[Wiedźmin 3: Krew i wino] Recenzja - Odpowiedź

 
Męczą Cię captche? , a problem zniknie. Zajmie to mniej niż rozwiązanie captchy!

Podgląd ostatnich postów

Courun Yauntyrr,
Kwintesencją nie są, ale wprowadzone nie trzymają równego poziomu z resztą. Ocenę obniżyły przede wszystkim problemy techniczne, dużo biegania po 3 potworki lub interakcja z robotnikami, by ich budzić, jak też pewien niedosyt po wątku głównym. Ja tam się cieszę, że się nie zgadzasz, bo od tego właśnie są recenzje, by wyrażać własne, zawsze subiektywne, poglądy
Tokar,
Sorry, Cou, ale niektóre zarzuty są dziwne Od kiedy "sensowny romans" oraz "dekorowanie domku" jest kwintesencją dobrego cRPG? To tylko poboczne elementy, na które praktycznie tutaj nie kładziono nacisku (ot taka pierdółka) i nikt tego nie ukrywał. Owszem, można wspomnieć o pewnym rozczarowaniu, że zostało to zrobione tak a nie inaczej (choć, na wszystkie świętości, to tylko dodatek - gdyby nie było romansu nikt tak naprawdę by nie płakał), ale wysuwanie tego na pierwszą linię minusów, a tym samym obniżanie za to oceny gry? Mocno dyskusyjne i krzywdzące w mojej opinii.
Parto,

Cytat

Nowy element w formie mutacji"..." Nie ignorujemy tego mechanizmu...
Ups

Dla mnie samo pojawienie się postaci Regisa rekompensuje jakiekolwiek minusy tego dodatku - tylko jego mi brakowało w podstawce. Praktycznie przez niego głównie się skupiałem na głównym wątku (co trochę mogło utrudnić końcowe bitwy, finalny boss aż przywodził mi na myśl bossów z Devil May Cry), także nietypowe więzienie było świetne. Romansu nie miał tej siły co inne, ale chociaż scena "baraszkowania" była dobrze zrealizowana.
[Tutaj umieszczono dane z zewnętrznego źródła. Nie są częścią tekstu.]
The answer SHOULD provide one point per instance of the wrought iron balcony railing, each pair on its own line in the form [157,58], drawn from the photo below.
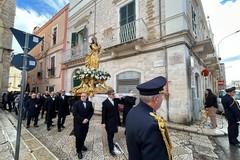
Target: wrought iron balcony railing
[126,33]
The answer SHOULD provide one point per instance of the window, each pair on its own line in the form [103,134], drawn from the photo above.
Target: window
[35,89]
[40,71]
[54,36]
[194,24]
[50,88]
[76,82]
[127,80]
[51,70]
[127,22]
[79,42]
[42,45]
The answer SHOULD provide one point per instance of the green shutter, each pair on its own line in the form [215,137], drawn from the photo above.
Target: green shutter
[74,39]
[76,82]
[127,13]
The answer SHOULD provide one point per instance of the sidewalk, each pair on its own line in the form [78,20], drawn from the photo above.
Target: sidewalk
[203,129]
[30,147]
[189,142]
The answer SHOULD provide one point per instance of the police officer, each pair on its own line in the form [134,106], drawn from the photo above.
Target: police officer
[144,138]
[232,114]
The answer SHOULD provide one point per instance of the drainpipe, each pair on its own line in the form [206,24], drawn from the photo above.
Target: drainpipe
[64,48]
[160,18]
[166,73]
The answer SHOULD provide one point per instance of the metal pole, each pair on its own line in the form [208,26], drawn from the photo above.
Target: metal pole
[21,96]
[94,18]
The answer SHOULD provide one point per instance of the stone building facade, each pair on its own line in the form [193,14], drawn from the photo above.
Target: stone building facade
[48,74]
[7,15]
[143,39]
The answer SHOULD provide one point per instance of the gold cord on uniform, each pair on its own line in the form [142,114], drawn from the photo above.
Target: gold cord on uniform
[164,131]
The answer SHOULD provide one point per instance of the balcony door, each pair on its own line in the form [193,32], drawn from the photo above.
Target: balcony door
[127,22]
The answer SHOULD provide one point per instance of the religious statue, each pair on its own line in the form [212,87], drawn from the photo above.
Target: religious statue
[92,78]
[92,59]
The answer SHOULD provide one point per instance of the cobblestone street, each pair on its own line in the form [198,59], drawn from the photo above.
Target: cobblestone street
[62,145]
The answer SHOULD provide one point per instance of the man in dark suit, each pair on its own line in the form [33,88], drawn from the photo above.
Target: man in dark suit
[62,109]
[129,102]
[232,114]
[82,113]
[32,106]
[110,118]
[144,138]
[50,107]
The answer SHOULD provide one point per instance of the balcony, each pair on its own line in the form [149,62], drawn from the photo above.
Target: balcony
[203,42]
[39,74]
[74,53]
[51,72]
[133,31]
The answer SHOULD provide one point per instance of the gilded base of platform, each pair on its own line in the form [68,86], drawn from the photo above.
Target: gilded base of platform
[91,86]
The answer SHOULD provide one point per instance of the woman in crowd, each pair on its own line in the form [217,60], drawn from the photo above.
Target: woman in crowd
[211,106]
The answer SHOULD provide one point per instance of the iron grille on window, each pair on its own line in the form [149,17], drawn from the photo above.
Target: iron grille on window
[39,74]
[51,72]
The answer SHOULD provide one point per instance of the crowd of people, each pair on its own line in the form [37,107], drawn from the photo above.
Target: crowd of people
[146,133]
[37,105]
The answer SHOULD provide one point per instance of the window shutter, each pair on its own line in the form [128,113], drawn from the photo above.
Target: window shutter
[74,39]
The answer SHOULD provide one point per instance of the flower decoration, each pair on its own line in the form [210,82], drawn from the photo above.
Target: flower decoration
[91,73]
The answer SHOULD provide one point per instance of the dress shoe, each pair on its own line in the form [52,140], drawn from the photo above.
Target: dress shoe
[84,148]
[236,145]
[80,155]
[113,154]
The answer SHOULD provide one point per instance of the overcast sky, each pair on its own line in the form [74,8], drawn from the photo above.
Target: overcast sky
[224,19]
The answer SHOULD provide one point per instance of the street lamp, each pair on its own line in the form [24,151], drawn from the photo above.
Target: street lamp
[225,38]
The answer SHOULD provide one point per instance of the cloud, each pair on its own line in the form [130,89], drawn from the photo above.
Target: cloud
[227,1]
[224,21]
[56,4]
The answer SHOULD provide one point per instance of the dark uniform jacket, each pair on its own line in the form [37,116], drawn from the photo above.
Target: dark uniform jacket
[144,140]
[62,106]
[31,107]
[211,101]
[79,114]
[231,108]
[110,115]
[50,106]
[129,102]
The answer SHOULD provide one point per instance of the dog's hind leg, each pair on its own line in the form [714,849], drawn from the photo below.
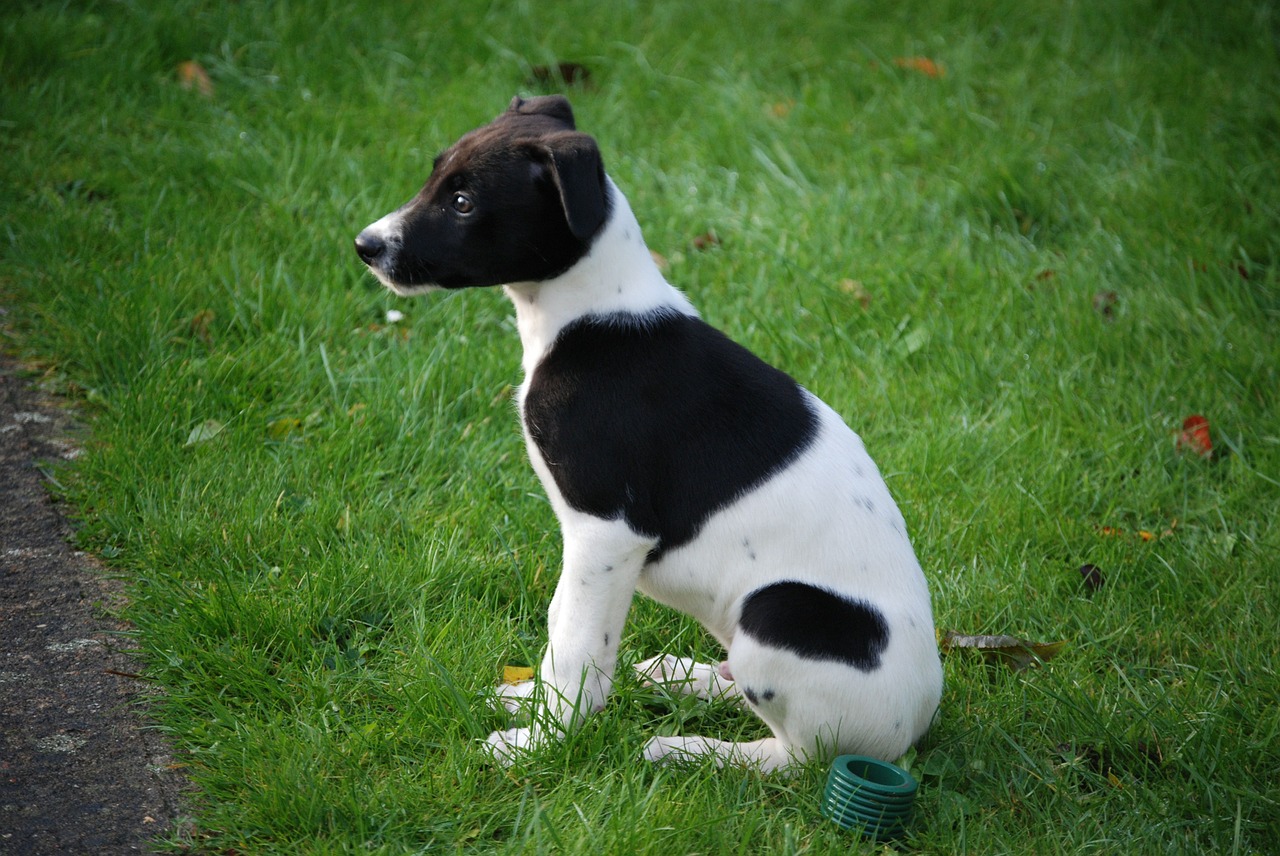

W sumie jak tak myślę to jedynie co mi przeszkadzało to brak płyty instalacyjnej w pudełku
Redakcja Game Exe,

Zapraszamy do zapoznania się z recenzją gry "Wiedźmin 3: Krew i wino"!

Każda praca może zmęczyć, dlatego w ostatnim fabularnym dodatku do „Dzikiego Gonu” polskie CD Projekt Red wysyła Geralta z Rivii do malowniczego Toussaint, by zakończyć tam przygody tego najsławniejszego wiedźmina. Tylko naiwni uwierzą, że nasz fachowiec zdecyduje się na łapanie promieni słonecznych, bowiem tak naprawdę udajemy się na południe za sprawą wezwania od samej księżnej Anny Henrietty.... Czytaj dalej!

Komentuj, dyskutuj, dziel się z innymi swoim zdaniem!

Wczytywanie...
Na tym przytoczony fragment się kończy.